Daniel Aiham Ghazali



Abstract

BACKGROUND: During the coronavirus disease 2019 (COVID-19) pandemic, calculation of the number of emergency department (ED) beds required for patients with vs. without suspected COVID-19 represented a real public health problem. In France, Amiens Picardy University Hospital (APUH) developed an Artificial Intelligence (AI) project called "Prediction of the Patient Pathway in the Emergency Department" (3P-U) to predict patient outcomes. MATERIALS: Using the 3P-U model, we performed a prospective, single-center study of patients attending APUH's ED in 2020 and 2021. The objective was to determine the minimum and maximum numbers of beds required in real-time, according to the 3P-U model. Results A total of 105,457 patients were included.
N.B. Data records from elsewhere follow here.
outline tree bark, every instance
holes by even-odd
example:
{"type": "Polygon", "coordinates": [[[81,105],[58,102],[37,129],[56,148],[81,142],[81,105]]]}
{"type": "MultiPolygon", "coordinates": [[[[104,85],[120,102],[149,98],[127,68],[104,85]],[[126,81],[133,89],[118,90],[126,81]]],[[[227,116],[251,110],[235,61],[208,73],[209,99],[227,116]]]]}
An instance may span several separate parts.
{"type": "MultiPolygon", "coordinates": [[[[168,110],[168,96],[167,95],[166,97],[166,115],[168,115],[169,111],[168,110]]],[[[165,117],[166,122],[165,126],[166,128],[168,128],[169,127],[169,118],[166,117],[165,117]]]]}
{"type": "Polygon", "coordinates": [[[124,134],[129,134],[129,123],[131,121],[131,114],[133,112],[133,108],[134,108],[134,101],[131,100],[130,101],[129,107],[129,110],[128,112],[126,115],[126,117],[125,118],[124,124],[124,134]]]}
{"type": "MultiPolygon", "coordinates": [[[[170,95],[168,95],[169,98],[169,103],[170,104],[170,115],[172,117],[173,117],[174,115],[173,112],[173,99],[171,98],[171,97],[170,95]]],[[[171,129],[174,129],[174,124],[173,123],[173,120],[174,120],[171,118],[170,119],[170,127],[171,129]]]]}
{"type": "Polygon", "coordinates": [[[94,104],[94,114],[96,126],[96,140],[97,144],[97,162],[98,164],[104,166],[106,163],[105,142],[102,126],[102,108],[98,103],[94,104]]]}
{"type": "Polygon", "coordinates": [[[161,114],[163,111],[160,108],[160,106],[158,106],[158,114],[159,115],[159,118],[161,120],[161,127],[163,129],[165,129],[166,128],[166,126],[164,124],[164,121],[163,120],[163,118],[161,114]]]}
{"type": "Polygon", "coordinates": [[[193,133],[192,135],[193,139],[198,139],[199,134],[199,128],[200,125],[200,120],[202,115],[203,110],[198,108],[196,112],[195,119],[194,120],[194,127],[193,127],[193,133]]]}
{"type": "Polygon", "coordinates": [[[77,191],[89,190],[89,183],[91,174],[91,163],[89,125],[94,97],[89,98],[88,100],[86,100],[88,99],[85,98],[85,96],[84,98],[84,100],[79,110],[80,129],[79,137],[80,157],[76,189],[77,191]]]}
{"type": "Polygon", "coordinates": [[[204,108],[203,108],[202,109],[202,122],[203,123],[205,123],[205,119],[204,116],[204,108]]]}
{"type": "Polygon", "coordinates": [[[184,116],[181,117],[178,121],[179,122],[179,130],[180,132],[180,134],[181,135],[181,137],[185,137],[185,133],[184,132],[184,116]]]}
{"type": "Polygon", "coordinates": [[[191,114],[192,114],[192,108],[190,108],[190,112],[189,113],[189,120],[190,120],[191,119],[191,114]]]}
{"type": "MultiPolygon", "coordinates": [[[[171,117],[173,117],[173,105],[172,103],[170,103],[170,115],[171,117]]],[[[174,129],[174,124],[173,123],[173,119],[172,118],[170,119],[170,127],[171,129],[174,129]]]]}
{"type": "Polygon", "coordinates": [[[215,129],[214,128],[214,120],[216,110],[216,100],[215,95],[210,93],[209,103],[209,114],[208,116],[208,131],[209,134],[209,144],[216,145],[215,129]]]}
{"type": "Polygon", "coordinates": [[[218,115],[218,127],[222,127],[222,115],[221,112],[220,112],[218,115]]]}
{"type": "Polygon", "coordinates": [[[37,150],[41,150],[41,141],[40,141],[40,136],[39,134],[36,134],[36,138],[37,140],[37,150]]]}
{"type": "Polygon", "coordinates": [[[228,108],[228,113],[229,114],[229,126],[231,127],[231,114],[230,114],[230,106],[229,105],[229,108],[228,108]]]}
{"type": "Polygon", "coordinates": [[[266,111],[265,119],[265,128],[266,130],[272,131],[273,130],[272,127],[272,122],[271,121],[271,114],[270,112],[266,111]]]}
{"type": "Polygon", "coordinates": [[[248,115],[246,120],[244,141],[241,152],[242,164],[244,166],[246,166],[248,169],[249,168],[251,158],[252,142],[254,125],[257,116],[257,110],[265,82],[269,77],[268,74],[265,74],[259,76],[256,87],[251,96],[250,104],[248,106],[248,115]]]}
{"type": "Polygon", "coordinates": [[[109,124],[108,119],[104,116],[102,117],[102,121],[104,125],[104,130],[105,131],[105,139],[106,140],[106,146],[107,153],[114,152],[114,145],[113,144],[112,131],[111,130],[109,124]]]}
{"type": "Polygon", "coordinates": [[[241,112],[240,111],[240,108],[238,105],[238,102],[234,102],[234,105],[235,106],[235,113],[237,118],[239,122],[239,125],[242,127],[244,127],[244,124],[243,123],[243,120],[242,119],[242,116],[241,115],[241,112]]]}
The area under the receiver operating characteristic curve (AUROC) for the 3P-U was 0.82 for all of the patients and 0.90 for the unambiguous cases. Specifically, 38,353 (36.4%) patients were flagged as "likely to be discharged", 18,815 (17.8%) were flagged as "likely to be admitted", and 48,297 (45.8%) patients could not be flagged. Based on the predicted minimum number of beds (for unambiguous cases only) and the maximum number of beds (all patients), the hospital management coordinated the conversion of wards into dedicated COVID-19 units. DISCUSSION AND CONCLUSIONS: The 3P-U model's AUROC is in the middle of range reported in the literature for similar classifiers. By considering the range of required bed numbers, the waste of resources (e.g., time and beds) could be reduced. The study concludes that the application of AI could help considerably improve the management of hospital resources during global pandemics, such as COVID-19.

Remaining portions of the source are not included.